So I really do think getting rid of them would be a good thing.
It was just pointed out to me that Debian hasn’t been using GPG to verify upstream tarballs, and I am about to fix that.
As to sigstore, we’d need to support it in our uscan tool, to have automated verification happen. To include the signature in our source packages, as PGP signatures are, we’d need to modify dpkg-source, and possibly the archive, to support storing them. It’s hard to motivate that change for a single upstream. I know there are other ecosystems supporting it, but I’ve never run into any doing so actively.
So… we can use GPG and really should. I’ll do that. If it were dropped, we’d rely on local manual verification (probably forgotten), rather than being able to migrate completely to sigstore.

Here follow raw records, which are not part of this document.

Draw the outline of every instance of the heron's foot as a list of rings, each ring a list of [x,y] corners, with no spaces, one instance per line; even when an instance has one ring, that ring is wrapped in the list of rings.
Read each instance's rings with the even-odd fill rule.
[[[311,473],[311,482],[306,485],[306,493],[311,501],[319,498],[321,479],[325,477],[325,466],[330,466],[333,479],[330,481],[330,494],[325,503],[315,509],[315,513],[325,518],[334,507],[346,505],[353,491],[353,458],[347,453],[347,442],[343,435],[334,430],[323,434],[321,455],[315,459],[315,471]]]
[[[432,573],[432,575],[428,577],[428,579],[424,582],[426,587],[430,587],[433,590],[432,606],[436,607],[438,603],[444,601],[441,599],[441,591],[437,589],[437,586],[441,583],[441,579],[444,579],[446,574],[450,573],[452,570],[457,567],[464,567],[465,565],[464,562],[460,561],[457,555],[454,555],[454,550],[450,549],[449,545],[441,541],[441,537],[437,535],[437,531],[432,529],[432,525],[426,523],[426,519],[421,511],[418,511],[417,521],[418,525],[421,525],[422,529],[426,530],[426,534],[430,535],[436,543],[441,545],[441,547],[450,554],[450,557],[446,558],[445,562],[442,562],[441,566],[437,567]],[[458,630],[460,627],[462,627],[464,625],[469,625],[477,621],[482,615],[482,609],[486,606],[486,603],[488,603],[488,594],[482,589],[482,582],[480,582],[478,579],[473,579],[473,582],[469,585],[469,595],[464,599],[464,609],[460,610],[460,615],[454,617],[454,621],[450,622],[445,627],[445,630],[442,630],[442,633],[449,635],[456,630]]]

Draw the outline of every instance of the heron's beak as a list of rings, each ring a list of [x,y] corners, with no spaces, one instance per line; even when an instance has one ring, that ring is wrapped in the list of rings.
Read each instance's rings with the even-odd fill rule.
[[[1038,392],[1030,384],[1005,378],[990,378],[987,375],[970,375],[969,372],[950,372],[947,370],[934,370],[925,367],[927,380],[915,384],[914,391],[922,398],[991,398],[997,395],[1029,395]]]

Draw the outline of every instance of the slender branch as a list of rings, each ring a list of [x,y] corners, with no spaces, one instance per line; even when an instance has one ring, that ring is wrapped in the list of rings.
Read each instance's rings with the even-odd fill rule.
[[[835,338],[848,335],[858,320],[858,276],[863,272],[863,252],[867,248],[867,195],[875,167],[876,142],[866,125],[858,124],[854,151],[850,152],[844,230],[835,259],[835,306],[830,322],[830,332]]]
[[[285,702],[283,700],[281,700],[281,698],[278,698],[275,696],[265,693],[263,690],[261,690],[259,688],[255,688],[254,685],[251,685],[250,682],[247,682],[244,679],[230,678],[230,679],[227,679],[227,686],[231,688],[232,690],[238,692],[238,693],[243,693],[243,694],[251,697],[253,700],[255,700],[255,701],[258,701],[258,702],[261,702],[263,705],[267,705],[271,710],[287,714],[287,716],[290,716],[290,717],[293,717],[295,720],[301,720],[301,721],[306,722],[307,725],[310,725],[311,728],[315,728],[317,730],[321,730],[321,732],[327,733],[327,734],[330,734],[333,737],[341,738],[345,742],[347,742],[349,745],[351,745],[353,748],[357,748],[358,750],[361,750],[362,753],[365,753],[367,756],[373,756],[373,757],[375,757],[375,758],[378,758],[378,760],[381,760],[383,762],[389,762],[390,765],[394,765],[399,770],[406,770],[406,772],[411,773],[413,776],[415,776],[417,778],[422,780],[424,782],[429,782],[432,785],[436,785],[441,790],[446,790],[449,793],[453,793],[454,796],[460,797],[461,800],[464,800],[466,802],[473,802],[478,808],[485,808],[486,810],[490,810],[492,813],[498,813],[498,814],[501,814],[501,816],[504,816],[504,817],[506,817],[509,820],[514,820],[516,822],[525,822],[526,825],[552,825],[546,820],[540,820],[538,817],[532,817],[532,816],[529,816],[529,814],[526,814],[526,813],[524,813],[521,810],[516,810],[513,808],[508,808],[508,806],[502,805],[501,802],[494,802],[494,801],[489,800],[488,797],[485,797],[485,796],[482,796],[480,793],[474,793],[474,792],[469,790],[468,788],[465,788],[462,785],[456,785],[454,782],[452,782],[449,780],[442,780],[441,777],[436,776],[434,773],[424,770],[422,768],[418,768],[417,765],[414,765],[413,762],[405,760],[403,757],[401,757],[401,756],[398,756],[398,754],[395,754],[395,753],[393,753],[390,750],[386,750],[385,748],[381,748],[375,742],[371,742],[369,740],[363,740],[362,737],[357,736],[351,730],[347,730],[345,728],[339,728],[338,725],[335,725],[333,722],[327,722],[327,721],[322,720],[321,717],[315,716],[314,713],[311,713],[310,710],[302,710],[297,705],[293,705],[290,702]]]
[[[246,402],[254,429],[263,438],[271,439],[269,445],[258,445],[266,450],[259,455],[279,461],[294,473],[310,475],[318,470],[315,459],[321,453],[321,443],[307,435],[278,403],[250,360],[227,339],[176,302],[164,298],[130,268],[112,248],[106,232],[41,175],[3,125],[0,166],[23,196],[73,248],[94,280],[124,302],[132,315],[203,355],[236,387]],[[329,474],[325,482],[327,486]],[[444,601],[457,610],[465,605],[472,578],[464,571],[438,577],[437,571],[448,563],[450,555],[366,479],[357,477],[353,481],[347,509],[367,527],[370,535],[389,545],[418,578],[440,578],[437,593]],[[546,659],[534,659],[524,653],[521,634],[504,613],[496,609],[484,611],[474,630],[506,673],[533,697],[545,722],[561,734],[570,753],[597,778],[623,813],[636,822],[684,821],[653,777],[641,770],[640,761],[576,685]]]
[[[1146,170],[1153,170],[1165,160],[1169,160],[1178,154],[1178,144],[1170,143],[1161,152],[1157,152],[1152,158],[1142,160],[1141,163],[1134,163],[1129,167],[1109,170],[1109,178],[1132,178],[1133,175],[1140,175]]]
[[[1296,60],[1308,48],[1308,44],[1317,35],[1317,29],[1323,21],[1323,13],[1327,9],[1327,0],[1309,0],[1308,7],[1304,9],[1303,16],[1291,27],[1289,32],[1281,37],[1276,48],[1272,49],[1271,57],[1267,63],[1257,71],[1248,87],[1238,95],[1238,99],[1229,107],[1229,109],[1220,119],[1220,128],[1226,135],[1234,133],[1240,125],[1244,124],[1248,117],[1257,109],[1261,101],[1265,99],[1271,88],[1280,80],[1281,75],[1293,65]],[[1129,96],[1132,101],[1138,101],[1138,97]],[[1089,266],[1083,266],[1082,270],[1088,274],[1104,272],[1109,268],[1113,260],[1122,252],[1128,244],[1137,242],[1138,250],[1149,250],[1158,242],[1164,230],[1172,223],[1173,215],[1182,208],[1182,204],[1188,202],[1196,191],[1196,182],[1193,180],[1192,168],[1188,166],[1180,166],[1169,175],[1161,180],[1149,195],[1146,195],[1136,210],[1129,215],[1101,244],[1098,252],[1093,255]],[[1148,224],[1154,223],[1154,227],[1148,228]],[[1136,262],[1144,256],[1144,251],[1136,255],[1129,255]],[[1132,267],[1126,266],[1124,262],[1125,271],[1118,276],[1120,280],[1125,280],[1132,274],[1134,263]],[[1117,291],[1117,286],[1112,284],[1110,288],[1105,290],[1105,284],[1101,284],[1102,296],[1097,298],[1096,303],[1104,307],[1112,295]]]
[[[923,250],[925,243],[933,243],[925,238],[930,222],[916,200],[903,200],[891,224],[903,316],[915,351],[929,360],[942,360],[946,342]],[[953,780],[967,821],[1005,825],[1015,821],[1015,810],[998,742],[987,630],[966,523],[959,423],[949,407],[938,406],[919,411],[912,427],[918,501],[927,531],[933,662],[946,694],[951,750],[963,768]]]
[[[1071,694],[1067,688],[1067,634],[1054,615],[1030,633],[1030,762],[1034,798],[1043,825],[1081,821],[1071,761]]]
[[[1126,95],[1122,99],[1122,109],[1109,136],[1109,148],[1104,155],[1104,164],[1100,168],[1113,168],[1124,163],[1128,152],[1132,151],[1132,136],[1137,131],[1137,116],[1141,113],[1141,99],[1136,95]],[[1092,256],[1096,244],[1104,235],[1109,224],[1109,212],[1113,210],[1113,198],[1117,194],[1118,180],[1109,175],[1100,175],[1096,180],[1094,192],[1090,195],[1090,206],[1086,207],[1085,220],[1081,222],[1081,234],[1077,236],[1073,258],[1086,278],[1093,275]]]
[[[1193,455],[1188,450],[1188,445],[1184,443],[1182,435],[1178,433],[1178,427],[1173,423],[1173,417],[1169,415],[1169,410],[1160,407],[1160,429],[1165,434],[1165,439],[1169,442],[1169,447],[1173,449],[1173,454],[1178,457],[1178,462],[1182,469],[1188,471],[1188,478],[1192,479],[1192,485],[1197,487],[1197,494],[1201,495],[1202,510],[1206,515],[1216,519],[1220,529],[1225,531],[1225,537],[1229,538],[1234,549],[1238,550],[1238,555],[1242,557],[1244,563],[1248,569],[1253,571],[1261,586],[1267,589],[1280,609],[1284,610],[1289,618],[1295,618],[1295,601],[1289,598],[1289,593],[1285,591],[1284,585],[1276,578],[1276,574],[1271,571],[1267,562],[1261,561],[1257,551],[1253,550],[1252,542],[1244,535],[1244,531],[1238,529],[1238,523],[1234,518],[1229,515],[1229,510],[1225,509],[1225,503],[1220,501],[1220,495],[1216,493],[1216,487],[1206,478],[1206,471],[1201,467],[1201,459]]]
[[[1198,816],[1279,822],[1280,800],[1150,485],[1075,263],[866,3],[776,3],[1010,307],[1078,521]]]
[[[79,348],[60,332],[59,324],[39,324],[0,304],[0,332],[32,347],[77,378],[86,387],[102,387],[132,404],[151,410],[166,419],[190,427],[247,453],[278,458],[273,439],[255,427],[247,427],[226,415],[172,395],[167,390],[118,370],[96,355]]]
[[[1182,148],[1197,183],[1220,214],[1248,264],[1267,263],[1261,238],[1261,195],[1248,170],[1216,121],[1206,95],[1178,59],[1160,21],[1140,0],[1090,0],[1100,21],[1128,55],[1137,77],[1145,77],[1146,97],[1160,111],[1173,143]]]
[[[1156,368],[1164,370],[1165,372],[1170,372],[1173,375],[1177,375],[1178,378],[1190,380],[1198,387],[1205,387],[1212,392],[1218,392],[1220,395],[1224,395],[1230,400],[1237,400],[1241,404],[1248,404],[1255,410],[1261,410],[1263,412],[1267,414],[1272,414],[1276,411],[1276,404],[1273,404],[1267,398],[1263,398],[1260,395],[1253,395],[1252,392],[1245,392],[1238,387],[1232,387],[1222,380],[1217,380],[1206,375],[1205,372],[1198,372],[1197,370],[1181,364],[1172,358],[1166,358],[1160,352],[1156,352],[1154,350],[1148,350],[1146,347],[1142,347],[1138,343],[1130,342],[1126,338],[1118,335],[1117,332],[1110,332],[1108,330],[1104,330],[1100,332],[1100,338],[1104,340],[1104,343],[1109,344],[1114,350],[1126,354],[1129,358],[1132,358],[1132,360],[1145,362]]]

Is there a reason why GPG signatures weren’t being used by Debian in the past, despite being available?
Agreed that it’s tough to justify for a single upstream, however I know that in the near future there will be multiple thousands of projects with Sigstore verification materials on PyPI thanks to the work of @woodruffw on PEP 740. I know that Debian/Ubuntu package projects from PyPI and for many of these projects there aren’t any GPG signatures available, would this volume of projects and viable verification materials justify adopting Sigstore in uscan?
The package maintainers never got around to setting them up. Or didn’t consider them to be important.
I’ll file bugs requesting the support and we’ll see how things go. I think we’re broadly in agreement with the goals here. It’s probably mostly a matter of getting the right tooling packaged and convincing people that sigstore is worth the effort of implementation in Debian package tooling.